Jeremy Abramson, MD, MMSc
Jeremy Abramson, MD, MMSc, Massachusetts General Hospital
“PhasED-Seq is a highly sensitive MRD assay. We have published data in small numbers that show that patients who are [MRD] undetectable at EOT have an excellent prognosis and low likelihood of relapse, whereas patients who are MRD detectable at EOT have a high likelihood of recurrence. That was validated in a large, prospectively collected cohort in Europe, where the MRD assay PhasED-Seq was performed at the end of induction chemoimmunotherapy, and it was the most powerful predictor of prognosis. It was more prognostic than the baseline International Prognostic Index score and even more prognostic than the EOT PET scan, because those EOT PET scans can have a number of false positive results.
“These data suggest that an MRD test at the end of induction therapy coupled with the PET scan can powerfully predict those patients at low likelihood of relapse, who can be reassured, vs those patients at high likelihood of relapse, who should today be followed closely. Ultimately, we should be targeting those patients for treatment at the time of MRD detectability to eradicate the MRD and prevent relapsed disease. Studies like that are ongoing using MRD at EOT to guide treatment intensification. Seeing these data and how important they are in prognosis makes me strongly believe that intervening based on this assay can improve outcomes. That’s the future in DLBCL management.”
Skin/Melanoma
Phase 3 trial of adjuvant cemiplimab (cemi) versus placebo (pbo) for high-risk cutaneous squamous cell carcinoma (CSCC) (Abstract 6001)

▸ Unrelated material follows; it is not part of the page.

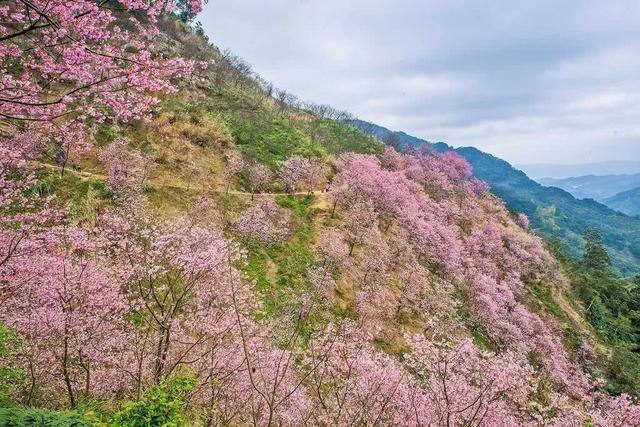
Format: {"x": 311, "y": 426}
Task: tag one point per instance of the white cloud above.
{"x": 542, "y": 81}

Data from the phase 3 C-POST trial (NCT03969004) showed a statistically significant and clinically meaningful reduction in disease recurrence with adjuvant cemiplimab-rwlc (Libtayo) vs placebo in patients with high-risk CSCC following surgery and radiation therapy.
The median disease-free survival was not reached (95% CI, not estimable [NE]-NE) among patients who received cemiplimab (n = 209) vs 49.4 months (95% CI, 48.5-NE) among those who received placebo (n = 206; HR, 0.319; 95% CI, 0.199-0.511; P < .0001).
Ahmad Tarhini, MD, PhD, Moffitt Cancer Center
“The data from the C-POST study…were encouraging and practice-changing. Anti–PD-1 monotherapy has more uptake in the neoadjuvant setting, so [these findings] consolidate the neoadjuvant, as well as adjuvant, use of anti–PD-1 agents as monotherapy in this patient population.”
DREAMseq: A phase 3 trial of treatment sequences in BRAF V600-mutant (m) metastatic melanoma (MM)—Final clinical results (Abstract 9506)
Final clinical results from the phase 3 DREAMseq trial (NCT02224781) showed that the efficacy benefits observed with the immunotherapy-first treatment approach of nivolumab (Opdivo) plus ipilimumab (Yervoy) followed by dabrafenib (Tafinlar) plus trametinib (Mekinist) were sustained at 5 years of follow-up in patients with BRAF V600E–mutant metastatic melanoma.
The 5-year overall survival rate was 63.3% (95% CI, 55.4%-72.3%) in patients who received nivolumab plus ipilimumab followed by dabrafenib plus trametinib vs 33.9% (95% CI, 25.9%-44.3%) among those who received dabrafenib plus trametinib followed by nivolumab plus ipilimumab. The median progression-free survival with the respective first-line regimens was 26.7 months (95% CI, 11.2-47.3) vs 8.5 months (95% CI, 8.1-12.6).
Ahmad Tarhini, MD, PhD, Moffitt Cancer Center
“These [data] updates consolidate the trend that we should be using immunotherapy in most patients who have BRAF-mutant melanoma and extensive metastatic disease.”